Project support: Guggenheim Fellowship (2007); Mary Duke Biddle Foundation Project Grant (2007)

Rocaterrania is a documentary feature exploring the secret world of scientific illustrator and self-taught artist Renaldo Kuhler (American, 1931-2013).

For thirty years, Renaldo Kuhler created hundreds of plates for the North Carolina Museum of Natural Sciences, illustrating diverse flora and fauna for scientific journals, reference books, and exhibits. Unbeknownst to family, friends, and coworkers, Renaldo was also a prolific self-taught artist.

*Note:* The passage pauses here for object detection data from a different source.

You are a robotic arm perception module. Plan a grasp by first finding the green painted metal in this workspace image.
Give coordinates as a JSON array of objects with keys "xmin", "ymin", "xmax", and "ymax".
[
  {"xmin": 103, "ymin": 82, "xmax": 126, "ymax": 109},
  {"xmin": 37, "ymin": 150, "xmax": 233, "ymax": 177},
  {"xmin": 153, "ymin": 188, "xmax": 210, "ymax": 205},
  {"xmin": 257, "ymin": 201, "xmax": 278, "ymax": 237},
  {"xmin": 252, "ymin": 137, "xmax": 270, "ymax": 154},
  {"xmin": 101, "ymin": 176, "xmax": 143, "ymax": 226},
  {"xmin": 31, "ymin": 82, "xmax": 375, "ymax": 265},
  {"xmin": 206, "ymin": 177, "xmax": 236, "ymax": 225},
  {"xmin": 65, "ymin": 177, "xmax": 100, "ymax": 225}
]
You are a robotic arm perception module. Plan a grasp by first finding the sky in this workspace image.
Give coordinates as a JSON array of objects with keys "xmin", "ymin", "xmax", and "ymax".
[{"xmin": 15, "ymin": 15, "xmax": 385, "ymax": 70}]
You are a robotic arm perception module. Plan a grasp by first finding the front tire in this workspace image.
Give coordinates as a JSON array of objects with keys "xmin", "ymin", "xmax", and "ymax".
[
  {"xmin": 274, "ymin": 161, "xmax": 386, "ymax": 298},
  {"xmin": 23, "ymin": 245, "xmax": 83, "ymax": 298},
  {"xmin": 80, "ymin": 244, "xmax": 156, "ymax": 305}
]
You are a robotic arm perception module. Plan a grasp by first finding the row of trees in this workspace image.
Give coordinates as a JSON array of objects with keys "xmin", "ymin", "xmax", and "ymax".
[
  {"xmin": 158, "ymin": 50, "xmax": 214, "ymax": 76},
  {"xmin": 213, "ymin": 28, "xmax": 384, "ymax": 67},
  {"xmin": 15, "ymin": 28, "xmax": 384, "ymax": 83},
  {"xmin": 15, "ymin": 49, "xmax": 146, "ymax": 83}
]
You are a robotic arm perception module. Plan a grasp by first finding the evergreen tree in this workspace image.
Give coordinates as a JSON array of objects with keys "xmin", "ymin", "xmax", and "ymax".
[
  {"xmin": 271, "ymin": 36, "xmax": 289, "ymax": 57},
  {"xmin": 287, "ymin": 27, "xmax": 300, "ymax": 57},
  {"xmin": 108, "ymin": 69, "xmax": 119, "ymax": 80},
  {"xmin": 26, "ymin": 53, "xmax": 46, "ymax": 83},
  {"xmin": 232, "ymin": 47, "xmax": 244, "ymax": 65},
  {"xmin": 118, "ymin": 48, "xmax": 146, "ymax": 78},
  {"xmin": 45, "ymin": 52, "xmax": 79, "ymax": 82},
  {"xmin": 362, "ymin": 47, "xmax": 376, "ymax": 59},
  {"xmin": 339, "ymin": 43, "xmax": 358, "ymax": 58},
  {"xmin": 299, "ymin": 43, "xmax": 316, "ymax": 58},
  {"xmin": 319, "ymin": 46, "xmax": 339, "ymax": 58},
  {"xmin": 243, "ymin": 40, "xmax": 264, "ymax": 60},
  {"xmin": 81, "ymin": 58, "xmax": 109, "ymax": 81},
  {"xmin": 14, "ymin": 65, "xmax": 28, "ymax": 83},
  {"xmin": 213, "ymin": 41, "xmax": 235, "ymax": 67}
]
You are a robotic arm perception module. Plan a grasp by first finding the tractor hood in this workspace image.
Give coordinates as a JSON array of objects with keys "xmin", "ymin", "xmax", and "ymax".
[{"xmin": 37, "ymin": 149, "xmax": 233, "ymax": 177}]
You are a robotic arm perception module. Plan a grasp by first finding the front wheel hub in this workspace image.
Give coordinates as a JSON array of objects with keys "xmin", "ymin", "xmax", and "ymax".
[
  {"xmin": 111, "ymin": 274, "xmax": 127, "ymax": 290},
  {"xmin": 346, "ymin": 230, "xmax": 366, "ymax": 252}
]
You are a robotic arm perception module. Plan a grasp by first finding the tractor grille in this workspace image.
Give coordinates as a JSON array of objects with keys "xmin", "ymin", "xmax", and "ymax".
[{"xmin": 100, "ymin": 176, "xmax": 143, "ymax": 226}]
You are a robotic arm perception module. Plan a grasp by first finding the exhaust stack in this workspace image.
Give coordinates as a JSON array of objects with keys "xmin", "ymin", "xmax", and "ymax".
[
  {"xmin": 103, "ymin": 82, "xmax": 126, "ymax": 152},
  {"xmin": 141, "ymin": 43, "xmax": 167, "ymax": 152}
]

The son of Otto Kuhler, a renowned industrial designer, Renaldo was mocked, ridiculed, and bullied by classmates, teachers, and headmasters simply for being “different.” When Otto moved the family from upstate New York to a remote cattle ranch in the Colorado Rockies, teenaged Renaldo found the isolation unbearable. He escaped to the private fantasy world of his notebooks, inventing an imaginary country he called Rocaterrania. For the next 60 years, Renaldo illustrated the nation's history, a coded, metaphoric account of his own life.

Situated on the border of New York and Canada, settled mostly by European immigrants, Rocaterrania has a unique government, language, religion, social programs, architecture, railroad infrastructure, prison system, movie industry, and a fully mapped geography of cities, mountains, lakes, rivers, and farmlands. It also has a political history fraught with turmoil, one that mirrors Renaldo’s own struggle for independence and freedom, creating a coded, metaphoric, and imaginatively illustrated biography.

Featuring an eclectic original score by Merge Records recording artists Shark Quest, Rocaterrania unveils Kuhler's stunning creation, intricately dovetailed with the powerful story of his life.

The award-winning Rocaterrania has screened on regional PBS (SCETV), and at more than fifty film festivals, museums, and cinemas in New York, London, Berlin, Brussels, Montreal, Vancouver, Buenos Aires, and elsewhere around the world.